After the review of lessons learned, we turn to the practicalities of information gap management in future humanitarian actions. We provide an Excel workbook template that translates the assessment registry information into a quick look-up facility, into useful estimates of the gaps across the entire theater as well as into lists of units of interest by weighted assessment gaps:

· The quick look-up facility answers whether a unit of interest – a combination of administrative area and sector, for example – has been covered by any recent assessment. It screens out those that have exceeded their shelf-life or fall short on a scale of useful information on which the registry team rates every report.

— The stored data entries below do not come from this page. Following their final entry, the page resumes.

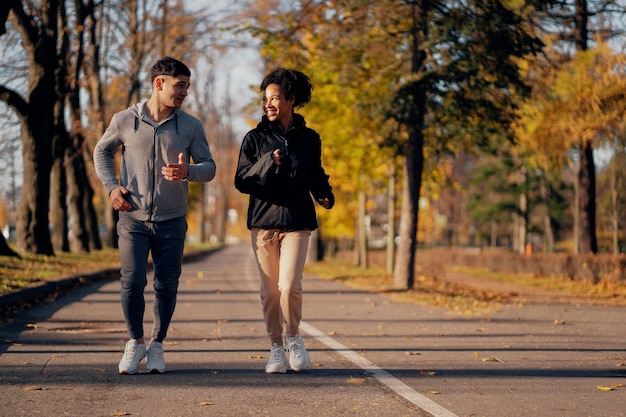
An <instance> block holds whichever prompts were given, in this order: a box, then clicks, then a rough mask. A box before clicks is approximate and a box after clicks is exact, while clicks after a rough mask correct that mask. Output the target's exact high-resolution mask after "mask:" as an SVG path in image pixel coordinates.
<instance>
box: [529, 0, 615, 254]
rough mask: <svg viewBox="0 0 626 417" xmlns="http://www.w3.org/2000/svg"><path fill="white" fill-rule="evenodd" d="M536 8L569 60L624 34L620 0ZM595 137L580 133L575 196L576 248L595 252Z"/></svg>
mask: <svg viewBox="0 0 626 417" xmlns="http://www.w3.org/2000/svg"><path fill="white" fill-rule="evenodd" d="M530 3H532V4H533V5H534V6H535V7H536V10H537V12H538V13H537V14H535V15H534V16H533V17H534V18H535V19H536V22H537V23H536V25H535V26H536V28H537V29H538V30H539V31H542V32H543V33H546V34H547V35H548V36H549V38H550V39H551V40H552V42H551V44H552V51H553V52H555V53H558V54H559V55H560V60H561V61H563V60H564V61H567V60H569V59H571V57H573V56H575V55H576V54H579V53H584V52H585V51H587V50H589V49H590V48H592V47H593V44H594V42H595V41H596V40H597V39H599V40H602V41H604V42H608V41H610V40H611V39H613V38H615V37H619V36H622V35H623V28H619V27H615V22H619V21H620V20H623V18H624V15H625V14H626V6H624V4H623V2H621V1H619V0H599V1H588V0H572V1H531V2H530ZM594 142H595V137H588V136H583V135H581V134H577V141H576V144H575V145H573V146H575V149H576V153H577V160H578V161H577V167H578V169H577V177H576V184H575V188H576V191H577V192H576V196H575V202H574V203H575V204H574V219H575V227H574V252H575V253H596V252H597V251H598V242H597V236H596V167H595V163H594V160H593V150H594Z"/></svg>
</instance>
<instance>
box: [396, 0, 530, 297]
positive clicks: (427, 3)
mask: <svg viewBox="0 0 626 417" xmlns="http://www.w3.org/2000/svg"><path fill="white" fill-rule="evenodd" d="M406 7H407V13H406V15H407V16H409V19H410V22H411V25H410V26H409V27H410V29H409V30H408V31H407V32H406V34H407V45H408V46H407V50H408V51H409V53H410V71H409V72H408V74H409V75H408V76H405V77H404V79H399V80H398V81H399V83H398V89H397V92H396V94H395V100H394V101H393V103H392V104H393V106H392V107H391V114H392V115H393V117H394V118H395V120H397V121H398V123H399V124H400V125H401V126H403V129H405V131H406V132H407V137H406V140H404V141H398V146H401V147H402V148H403V149H404V153H405V155H406V160H405V166H404V171H405V177H404V181H405V186H404V187H403V199H402V204H403V206H402V214H401V224H400V245H399V248H398V255H397V262H396V269H395V270H394V285H395V287H396V288H398V289H406V288H412V287H413V282H414V274H415V249H416V237H415V235H416V232H417V217H418V201H419V195H420V193H419V192H420V186H421V178H422V173H423V168H424V148H425V146H426V144H427V143H429V144H430V146H441V145H444V146H445V145H446V144H448V143H451V142H452V143H453V142H454V141H457V142H460V143H461V144H462V143H466V144H467V146H477V147H483V148H488V147H494V146H495V145H496V144H497V143H499V142H500V140H501V138H502V137H507V136H509V135H507V127H508V125H509V124H510V123H511V122H512V121H513V120H514V118H515V114H514V109H515V108H516V105H517V97H518V96H519V95H521V94H524V93H525V92H526V91H527V90H528V87H527V86H526V85H525V84H524V82H523V80H522V78H521V75H520V74H519V68H518V60H519V59H520V58H521V57H524V56H527V55H530V54H533V53H536V52H537V51H539V49H540V47H541V43H540V42H539V41H538V40H537V39H535V38H533V37H532V36H530V35H528V34H527V32H526V29H525V23H524V21H523V20H522V19H521V18H520V17H519V16H518V15H517V14H516V13H515V12H514V10H512V9H508V8H507V7H505V6H504V5H503V4H502V3H501V2H499V1H487V2H484V1H483V2H468V3H467V4H464V5H458V7H452V6H448V5H447V3H440V2H421V1H415V2H407V3H406ZM459 22H460V23H459ZM446 121H451V123H450V124H449V125H446V124H443V123H442V122H446ZM456 146H459V145H456ZM461 146H464V145H461Z"/></svg>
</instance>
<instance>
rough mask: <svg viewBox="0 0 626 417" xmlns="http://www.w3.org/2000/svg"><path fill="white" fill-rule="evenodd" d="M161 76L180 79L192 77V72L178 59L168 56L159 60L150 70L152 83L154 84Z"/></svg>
mask: <svg viewBox="0 0 626 417" xmlns="http://www.w3.org/2000/svg"><path fill="white" fill-rule="evenodd" d="M159 75H169V76H170V77H178V76H179V75H185V76H187V77H191V71H190V70H189V68H188V67H187V65H185V64H183V63H182V62H180V61H179V60H177V59H174V58H172V57H169V56H166V57H165V58H161V59H159V60H158V61H157V62H155V64H154V65H153V66H152V68H151V69H150V82H153V81H154V79H155V78H156V77H158V76H159Z"/></svg>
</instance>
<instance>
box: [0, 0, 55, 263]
mask: <svg viewBox="0 0 626 417" xmlns="http://www.w3.org/2000/svg"><path fill="white" fill-rule="evenodd" d="M29 13H32V14H29ZM59 15H60V2H59V1H58V0H49V1H44V2H42V5H41V7H40V8H38V9H28V10H26V9H25V7H24V5H23V4H22V1H20V0H7V1H4V2H2V4H1V5H0V19H2V20H0V28H1V30H0V34H4V33H6V30H7V25H10V27H11V29H12V30H16V31H17V32H18V33H19V34H20V37H21V41H22V45H23V48H24V52H25V54H26V56H27V58H28V62H29V65H28V67H29V72H28V84H27V88H26V91H25V92H21V91H18V90H17V89H15V88H11V87H9V86H7V85H6V84H3V85H0V99H1V100H2V101H3V102H4V103H6V105H7V106H9V107H10V108H11V109H12V110H13V111H14V112H15V114H16V115H17V118H18V120H19V123H20V127H21V136H22V155H23V164H24V171H23V172H24V174H23V184H24V185H23V189H22V197H21V199H20V205H19V208H18V211H17V219H16V223H17V248H18V250H19V251H24V252H29V253H40V254H47V255H51V254H53V248H52V243H51V240H50V233H49V230H48V213H49V206H50V204H49V200H50V172H51V168H52V157H51V156H52V134H53V131H54V126H55V120H54V106H55V102H56V93H57V91H56V75H55V71H56V70H57V68H58V62H57V58H58V57H57V54H56V50H57V44H58V41H59V23H60V22H59V20H58V19H59Z"/></svg>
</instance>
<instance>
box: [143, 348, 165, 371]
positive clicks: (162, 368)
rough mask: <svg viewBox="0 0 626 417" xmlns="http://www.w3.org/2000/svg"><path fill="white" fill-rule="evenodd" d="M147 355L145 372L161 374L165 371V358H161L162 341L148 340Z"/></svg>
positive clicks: (162, 352) (161, 352)
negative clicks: (152, 340) (145, 368)
mask: <svg viewBox="0 0 626 417" xmlns="http://www.w3.org/2000/svg"><path fill="white" fill-rule="evenodd" d="M147 356H148V358H147V359H146V372H150V373H152V374H162V373H163V372H165V359H164V358H163V344H162V343H160V342H156V341H152V342H150V347H148V354H147Z"/></svg>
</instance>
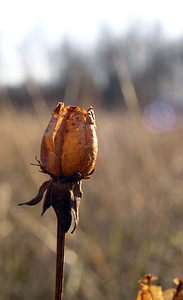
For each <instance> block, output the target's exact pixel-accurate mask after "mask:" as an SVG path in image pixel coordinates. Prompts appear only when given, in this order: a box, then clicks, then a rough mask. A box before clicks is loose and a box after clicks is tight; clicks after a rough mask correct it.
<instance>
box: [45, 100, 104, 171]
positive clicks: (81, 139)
mask: <svg viewBox="0 0 183 300" xmlns="http://www.w3.org/2000/svg"><path fill="white" fill-rule="evenodd" d="M97 152H98V143H97V136H96V125H95V116H94V111H93V108H91V107H90V108H89V109H88V110H85V109H83V108H80V107H78V106H64V103H62V102H58V104H57V106H56V108H55V109H54V112H53V115H52V118H51V120H50V122H49V124H48V126H47V128H46V130H45V133H44V136H43V139H42V143H41V154H40V156H41V164H42V166H43V168H45V170H46V171H48V172H49V173H51V174H52V175H54V176H63V177H65V176H72V175H74V174H75V173H76V172H80V173H81V174H82V175H83V176H84V177H86V176H88V175H89V174H90V173H91V172H92V171H93V170H94V167H95V162H96V158H97Z"/></svg>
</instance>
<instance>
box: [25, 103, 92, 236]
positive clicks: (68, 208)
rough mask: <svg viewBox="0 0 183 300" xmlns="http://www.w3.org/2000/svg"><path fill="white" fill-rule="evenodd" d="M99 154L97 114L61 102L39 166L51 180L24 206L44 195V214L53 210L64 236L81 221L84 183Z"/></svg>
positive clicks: (56, 111)
mask: <svg viewBox="0 0 183 300" xmlns="http://www.w3.org/2000/svg"><path fill="white" fill-rule="evenodd" d="M97 152H98V143H97V136H96V125H95V116H94V110H93V108H92V107H90V108H89V109H88V110H85V109H83V108H80V107H78V106H64V103H62V102H58V104H57V105H56V108H55V109H54V112H53V115H52V118H51V120H50V122H49V124H48V126H47V128H46V130H45V133H44V136H43V138H42V143H41V151H40V156H41V160H40V161H38V160H37V162H38V164H37V165H38V166H39V167H40V168H41V171H42V172H43V173H46V174H49V175H50V177H51V179H50V180H48V181H45V182H44V183H43V184H42V185H41V187H40V189H39V191H38V194H37V195H36V197H34V198H33V199H32V200H30V201H28V202H25V203H21V205H23V204H26V205H36V204H37V203H39V202H40V201H41V200H42V198H43V196H44V194H45V198H44V204H43V212H42V214H44V212H45V211H46V210H47V209H48V208H49V207H50V206H52V207H53V208H54V210H55V213H56V215H57V218H58V220H59V222H60V225H61V227H62V229H63V231H64V232H67V231H68V229H69V228H70V225H71V220H72V214H73V216H74V220H75V226H74V229H75V227H76V225H77V223H78V220H79V212H78V210H79V200H80V198H81V197H82V190H81V180H82V179H86V178H89V175H91V174H92V173H93V171H94V167H95V163H96V158H97Z"/></svg>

· The statistical overview depicts the extent of information gaps over time, against user-selected sectors, shelf-lives and information standards. The gaps are weighted by how severe the assumed impacts are in the various units of interest (the severity score, formed from preliminary indicators such as the rough number of destroyed buildings in a sub-district). A gap in a more severely affected unit matters more than one in a slightly affected unit. As more and more assessments are completed, providing a clearer operational picture, the severity scores must be updated, and the overall coverage view will adjust.

Figure 1 depicts the dynamics of information gaps for 200 days from the crisis onset, calculated at three levels of resolution, in a simulated scenario with severity beliefs about each local area and an information usability rating for each area-sector combination in the assessment reports.

Figure 1: Visualization of the information gap dynamic · The workbook produces shortlists of the regions, district, sub-districts with the most highly weighted information gaps. The lists update automatically when the user changes a parameter.

The template has not been tested in the field, but it has been run with the registry database from the response to the earthquakes in Nepal in 2015. It consistently produced the three outputs when we changed the parameters in its user interface. We have confidence that the template can provide assessment registry teams with the core mechanisms that will facilitate the rapid creation of an appropriate database in their specific circumstances. It is built deliberately from basic Excel features, without resorting to macros or user-defined functions, thus lessening the need for outside expert support.